Privacy risk assessments for healthcare providers, for example, will also evaluate privacy protections and privacy vulnerabilities through the lens of the HIPAA Privacy Rule. Similarly, privacy risk assessments for financial institutions will also evaluate protections and vulnerabilities through the lens of the GLBA Privacy Rule.

The same applies to privacy risk assessments for organizations in the payment card industry and others governed by specific privacy regulations.

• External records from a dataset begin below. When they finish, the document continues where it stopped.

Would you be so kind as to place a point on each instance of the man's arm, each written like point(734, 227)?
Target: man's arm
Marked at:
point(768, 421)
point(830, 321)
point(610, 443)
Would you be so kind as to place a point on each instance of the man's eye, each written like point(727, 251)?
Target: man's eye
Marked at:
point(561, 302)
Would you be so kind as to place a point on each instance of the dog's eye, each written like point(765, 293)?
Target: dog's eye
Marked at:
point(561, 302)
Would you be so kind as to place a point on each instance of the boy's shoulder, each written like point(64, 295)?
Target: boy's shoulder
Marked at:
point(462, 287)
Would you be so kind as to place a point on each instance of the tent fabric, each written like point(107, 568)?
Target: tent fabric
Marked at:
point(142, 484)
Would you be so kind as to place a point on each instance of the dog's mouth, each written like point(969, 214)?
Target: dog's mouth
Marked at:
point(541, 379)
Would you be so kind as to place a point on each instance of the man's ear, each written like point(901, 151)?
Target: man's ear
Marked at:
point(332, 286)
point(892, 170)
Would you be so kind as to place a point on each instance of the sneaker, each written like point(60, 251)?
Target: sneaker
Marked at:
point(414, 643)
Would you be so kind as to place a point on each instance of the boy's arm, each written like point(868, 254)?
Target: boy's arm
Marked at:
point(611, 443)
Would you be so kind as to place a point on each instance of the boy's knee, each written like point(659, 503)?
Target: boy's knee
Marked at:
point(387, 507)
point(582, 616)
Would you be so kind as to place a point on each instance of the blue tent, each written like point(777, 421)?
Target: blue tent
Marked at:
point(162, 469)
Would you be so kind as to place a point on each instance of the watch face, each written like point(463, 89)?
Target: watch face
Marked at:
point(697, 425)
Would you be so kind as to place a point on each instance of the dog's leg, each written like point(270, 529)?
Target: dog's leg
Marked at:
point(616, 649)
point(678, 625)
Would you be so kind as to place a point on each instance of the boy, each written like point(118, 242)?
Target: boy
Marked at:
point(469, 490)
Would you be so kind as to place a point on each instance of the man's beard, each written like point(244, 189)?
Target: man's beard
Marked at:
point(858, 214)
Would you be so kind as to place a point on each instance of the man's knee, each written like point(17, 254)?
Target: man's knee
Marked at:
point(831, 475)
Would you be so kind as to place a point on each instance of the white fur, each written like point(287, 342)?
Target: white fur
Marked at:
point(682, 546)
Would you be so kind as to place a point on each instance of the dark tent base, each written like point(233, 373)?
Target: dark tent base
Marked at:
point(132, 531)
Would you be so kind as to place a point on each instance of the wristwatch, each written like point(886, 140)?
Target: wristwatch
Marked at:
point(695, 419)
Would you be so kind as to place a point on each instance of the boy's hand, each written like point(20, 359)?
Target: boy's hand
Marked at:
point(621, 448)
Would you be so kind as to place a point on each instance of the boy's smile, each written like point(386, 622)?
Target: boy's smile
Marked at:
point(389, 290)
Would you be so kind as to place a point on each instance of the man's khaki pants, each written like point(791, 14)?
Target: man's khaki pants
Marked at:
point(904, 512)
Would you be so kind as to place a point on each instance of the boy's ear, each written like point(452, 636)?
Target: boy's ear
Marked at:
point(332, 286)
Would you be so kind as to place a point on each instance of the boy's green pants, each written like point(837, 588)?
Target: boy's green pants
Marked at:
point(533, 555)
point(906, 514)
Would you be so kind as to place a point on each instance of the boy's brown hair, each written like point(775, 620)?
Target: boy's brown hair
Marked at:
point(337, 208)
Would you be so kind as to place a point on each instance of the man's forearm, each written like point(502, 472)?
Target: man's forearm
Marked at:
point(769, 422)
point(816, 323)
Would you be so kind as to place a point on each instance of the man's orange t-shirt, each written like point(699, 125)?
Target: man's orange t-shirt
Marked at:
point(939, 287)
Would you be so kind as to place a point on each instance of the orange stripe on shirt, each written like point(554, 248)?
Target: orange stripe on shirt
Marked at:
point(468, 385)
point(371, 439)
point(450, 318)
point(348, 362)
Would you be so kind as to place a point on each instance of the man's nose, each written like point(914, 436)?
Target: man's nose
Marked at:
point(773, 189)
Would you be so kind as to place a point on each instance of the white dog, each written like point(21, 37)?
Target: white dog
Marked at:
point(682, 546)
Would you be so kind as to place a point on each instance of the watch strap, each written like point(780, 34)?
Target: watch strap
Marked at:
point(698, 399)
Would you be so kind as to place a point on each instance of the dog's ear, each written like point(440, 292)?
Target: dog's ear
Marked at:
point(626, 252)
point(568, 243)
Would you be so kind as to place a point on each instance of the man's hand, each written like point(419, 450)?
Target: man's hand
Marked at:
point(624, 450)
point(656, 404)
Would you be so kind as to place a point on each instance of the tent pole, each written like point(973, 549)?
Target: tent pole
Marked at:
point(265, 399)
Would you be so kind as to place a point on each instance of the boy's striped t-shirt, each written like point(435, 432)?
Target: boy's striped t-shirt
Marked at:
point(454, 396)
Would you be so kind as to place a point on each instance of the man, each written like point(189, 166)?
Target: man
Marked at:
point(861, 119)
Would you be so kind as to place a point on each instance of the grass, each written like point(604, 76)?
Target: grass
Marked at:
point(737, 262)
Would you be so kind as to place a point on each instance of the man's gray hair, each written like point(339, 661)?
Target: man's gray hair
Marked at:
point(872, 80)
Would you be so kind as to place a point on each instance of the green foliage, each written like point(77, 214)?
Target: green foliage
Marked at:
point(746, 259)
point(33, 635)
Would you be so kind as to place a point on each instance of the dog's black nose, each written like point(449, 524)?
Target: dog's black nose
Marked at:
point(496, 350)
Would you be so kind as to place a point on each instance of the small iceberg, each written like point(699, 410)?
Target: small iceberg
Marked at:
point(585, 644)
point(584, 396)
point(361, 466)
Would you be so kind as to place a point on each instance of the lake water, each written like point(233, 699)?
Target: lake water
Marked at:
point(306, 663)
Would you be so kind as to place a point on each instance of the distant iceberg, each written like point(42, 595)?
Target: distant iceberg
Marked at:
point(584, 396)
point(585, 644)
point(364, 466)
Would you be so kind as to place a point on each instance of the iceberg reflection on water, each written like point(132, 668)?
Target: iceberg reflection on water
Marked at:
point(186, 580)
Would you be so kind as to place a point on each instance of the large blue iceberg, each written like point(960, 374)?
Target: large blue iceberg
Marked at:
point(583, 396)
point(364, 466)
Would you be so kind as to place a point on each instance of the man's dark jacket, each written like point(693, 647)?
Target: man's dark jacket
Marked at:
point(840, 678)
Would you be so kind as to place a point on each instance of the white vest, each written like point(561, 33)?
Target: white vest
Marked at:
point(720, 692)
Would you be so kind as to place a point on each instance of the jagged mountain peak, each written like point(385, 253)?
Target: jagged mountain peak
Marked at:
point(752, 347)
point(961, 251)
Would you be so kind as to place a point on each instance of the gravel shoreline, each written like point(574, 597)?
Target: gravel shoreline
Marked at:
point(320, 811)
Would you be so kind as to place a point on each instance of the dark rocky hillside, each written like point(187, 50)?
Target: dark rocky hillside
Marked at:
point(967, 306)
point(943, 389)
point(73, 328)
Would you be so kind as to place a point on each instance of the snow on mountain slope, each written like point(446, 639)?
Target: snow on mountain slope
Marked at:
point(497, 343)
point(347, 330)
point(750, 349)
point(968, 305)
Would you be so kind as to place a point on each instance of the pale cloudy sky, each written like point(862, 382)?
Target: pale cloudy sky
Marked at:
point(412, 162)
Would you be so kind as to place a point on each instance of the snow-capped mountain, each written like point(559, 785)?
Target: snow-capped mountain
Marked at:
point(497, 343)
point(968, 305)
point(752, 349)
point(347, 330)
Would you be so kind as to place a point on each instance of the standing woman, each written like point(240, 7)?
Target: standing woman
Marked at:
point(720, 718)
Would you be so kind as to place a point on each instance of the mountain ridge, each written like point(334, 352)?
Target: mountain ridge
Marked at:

A privacy risk assessment will also assist an organization in developing and implementing policies, procedures, and privacy controls to manage identified risks and meet compliance requirements.

Every organization that in any way touches personally identifiable information or other sensitive individual data, whether subject to formal privacy regulations or simply governed by good business sense, should schedule a privacy risk assessment to be completed before year-end.

Summary

Organizations collect personally identifiable individual information (PII) in virtually every transaction that occurs today, enabled in large part by the efficiency of the Internet and myriad software applications.

Many organizations are governed by data privacy regulations and laws, including federal agencies, financial services providers, healthcare organizations, and payment card processors. For regulated industries, as well as for others who desire to protect the privacy of individuals’ data, the NIST Privacy Framework and privacy impact assessment establish a solid foundation for a robust privacy risk management program and risk assessment.

Every organization that touches PII needs to conduct a privacy risk assessment periodically, beginning with a baseline assessment. For those governed by privacy regulations, it’s a must. For the rest, it’s just smart management.